Dining: Excellent breakfasts (scrumptious Sicilian honey and marmellata) and buffet meals at Mediterraneo on the first floor; there’s fancy Indian at Amal; and sashimi, noodles and teppanyaki dishes at Hashi, which has sit-up counters and a sake bar as well as more formal seating. But the stand-out option is Ristorante where executive chef Emiliano Bernasconi and his all-Italian brigade work in a central open kitchen, performing as if on a stage.
Ristorante is softly lit with arching lights, there are circular tables with sink-into lounges and the imaginative pastas, saffron or black ink risottos and Mediterranean classics are terrific. Do try the signature dessert, a blown-sugar cone that looks like a Faberge egg and encases vanilla bavarois, violet-flavoured cream and cassis sorbet.  “It is made by the same method as glass-blowers use on the island of Murano in Venice,” Bernasconi tells me. He’s not bragging; it’s just another moment of Italian operatics, Armani-style.

Hot tip: Check the late-night action (to 3am) at the Armani Prive lounge with its backlit onyx booths and international DJs. It is the place to be seen in Dubai this northern summer — and Planet Dubai, with its myriad groovy places catering to the expat push, is not short of show-off venues. Be sure to try the Armani Spa where you book a time slot (say, 90 minutes) and therapists design a series of treatments to suit. These are “bespoke sensory experiences”, if we are to stick to the hotel parlance; it’s a different take on choosing from a standard spa menu and the atmosphere wafts with (naturally) fragrant Armani oils and dainty aromas of hibiscus and lemongrass teas. There’s also a gym, outdoor pool and a thermal suite of hydro-therapy gizmos, ice fountains, saunas and steamrooms.

Stepping out: Next door is the Dubai Mall, the world’s largest shopping centre, which is enhanced by the planet’s biggest dancing fountain (they don’t go in for anything squib-sized in the United Arab Emirates). The mall has more than 1200 retail outlets, a gold souk and branches of Bloomingdale’s and Galeries Lafayette department stores. There’s private access from the Armani Hotel for guests but, oddly, not a direct route or priority entry to Burj Khalifa’s observation deck on gasp-inducing level 124.

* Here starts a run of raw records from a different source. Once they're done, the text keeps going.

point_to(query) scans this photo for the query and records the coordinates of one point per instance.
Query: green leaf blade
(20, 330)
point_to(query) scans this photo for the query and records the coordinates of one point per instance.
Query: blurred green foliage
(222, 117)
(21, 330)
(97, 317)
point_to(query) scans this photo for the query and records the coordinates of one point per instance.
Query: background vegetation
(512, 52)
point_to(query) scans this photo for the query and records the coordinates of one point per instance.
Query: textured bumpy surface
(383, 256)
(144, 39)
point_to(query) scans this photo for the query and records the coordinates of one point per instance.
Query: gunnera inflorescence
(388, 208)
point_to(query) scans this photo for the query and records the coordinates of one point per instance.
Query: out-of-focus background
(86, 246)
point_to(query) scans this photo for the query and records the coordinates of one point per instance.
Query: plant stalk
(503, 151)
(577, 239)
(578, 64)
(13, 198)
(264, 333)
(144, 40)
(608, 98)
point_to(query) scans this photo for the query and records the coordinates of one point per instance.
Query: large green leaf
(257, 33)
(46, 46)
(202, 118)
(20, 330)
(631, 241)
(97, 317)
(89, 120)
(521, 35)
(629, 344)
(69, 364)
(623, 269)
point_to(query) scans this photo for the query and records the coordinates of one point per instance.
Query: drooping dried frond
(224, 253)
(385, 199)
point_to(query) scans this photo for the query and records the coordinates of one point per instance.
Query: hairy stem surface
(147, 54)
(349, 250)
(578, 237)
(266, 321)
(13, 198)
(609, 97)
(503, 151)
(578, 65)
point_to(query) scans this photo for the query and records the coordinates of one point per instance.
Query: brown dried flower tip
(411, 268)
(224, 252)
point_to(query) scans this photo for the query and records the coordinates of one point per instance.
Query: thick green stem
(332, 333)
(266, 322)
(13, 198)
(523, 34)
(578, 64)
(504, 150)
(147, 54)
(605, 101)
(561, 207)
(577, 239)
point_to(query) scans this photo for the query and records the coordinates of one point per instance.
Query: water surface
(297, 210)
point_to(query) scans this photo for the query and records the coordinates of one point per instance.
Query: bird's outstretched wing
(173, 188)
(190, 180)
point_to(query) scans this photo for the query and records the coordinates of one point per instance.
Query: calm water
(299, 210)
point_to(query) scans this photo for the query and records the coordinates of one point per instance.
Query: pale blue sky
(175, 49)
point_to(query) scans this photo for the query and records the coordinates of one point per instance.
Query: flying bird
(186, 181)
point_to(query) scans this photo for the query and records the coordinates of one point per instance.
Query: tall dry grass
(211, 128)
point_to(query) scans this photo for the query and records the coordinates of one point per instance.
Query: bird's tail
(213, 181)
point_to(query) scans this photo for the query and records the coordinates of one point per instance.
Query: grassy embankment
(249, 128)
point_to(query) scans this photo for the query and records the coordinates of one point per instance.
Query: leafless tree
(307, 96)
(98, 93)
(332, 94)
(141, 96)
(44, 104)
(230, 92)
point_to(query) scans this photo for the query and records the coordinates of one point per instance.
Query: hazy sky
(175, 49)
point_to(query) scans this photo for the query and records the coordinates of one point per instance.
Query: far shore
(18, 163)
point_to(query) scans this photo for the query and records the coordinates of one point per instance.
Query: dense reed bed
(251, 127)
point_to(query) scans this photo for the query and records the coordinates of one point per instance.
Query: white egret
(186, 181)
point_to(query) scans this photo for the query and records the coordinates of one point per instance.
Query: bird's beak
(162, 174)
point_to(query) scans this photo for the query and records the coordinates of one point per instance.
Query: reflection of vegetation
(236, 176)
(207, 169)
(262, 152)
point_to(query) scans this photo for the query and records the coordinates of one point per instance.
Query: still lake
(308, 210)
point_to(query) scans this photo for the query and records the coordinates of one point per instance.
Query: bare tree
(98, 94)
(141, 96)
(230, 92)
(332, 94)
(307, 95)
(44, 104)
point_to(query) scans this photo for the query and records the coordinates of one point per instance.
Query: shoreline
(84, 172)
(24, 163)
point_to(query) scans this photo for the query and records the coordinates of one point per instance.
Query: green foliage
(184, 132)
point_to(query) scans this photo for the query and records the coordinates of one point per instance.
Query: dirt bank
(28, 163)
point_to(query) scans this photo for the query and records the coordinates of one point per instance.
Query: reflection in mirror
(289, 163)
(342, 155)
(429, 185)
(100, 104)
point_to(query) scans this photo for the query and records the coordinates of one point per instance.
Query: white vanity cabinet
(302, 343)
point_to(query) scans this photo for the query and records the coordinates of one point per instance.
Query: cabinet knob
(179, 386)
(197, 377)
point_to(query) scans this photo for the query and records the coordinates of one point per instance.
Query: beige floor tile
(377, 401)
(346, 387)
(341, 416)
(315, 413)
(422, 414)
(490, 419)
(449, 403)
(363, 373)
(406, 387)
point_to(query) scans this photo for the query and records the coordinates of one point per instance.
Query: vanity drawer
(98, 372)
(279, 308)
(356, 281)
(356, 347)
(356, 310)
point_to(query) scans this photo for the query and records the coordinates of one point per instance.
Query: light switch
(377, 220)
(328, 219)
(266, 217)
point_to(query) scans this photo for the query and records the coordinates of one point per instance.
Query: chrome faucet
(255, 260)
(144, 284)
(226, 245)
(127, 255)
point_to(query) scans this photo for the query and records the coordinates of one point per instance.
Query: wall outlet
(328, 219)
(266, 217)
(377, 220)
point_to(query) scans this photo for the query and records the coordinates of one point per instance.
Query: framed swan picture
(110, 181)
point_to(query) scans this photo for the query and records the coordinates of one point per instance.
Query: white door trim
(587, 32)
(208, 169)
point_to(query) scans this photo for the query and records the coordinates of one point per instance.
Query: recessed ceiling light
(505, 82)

Everyone’s talking about: The in-room technology includes a remote controller with camera that allows you to see who’s at your door and then unlock it without leaving your bed or sofa. A vestibule entrance to each guestroom has double doors in deference to female Muslim guests who can have room-service meals delivered and left in this entryway, ensuring no contact with male staff. As a further nod to cultural sensibilities in the UAE, the complimentary mini-bars in each guestroom contain no alcohol. But cocktails and the like are served at all outlets in the hotel and Italian wines by the glass are a feature, as are the most fashionably presented espressos in Dubai.
Essentials Emirates first-class passengers flying to or from Dubai are entitled to a complimentary two-night stay with breakfasts at the Armani Hotel, valid to August 31. More: 1300 303 777; emirates.com/au. Studio rooms from about 2000 UAE dirhams ($640), depending on the season. More: dubai.armanihotels.com.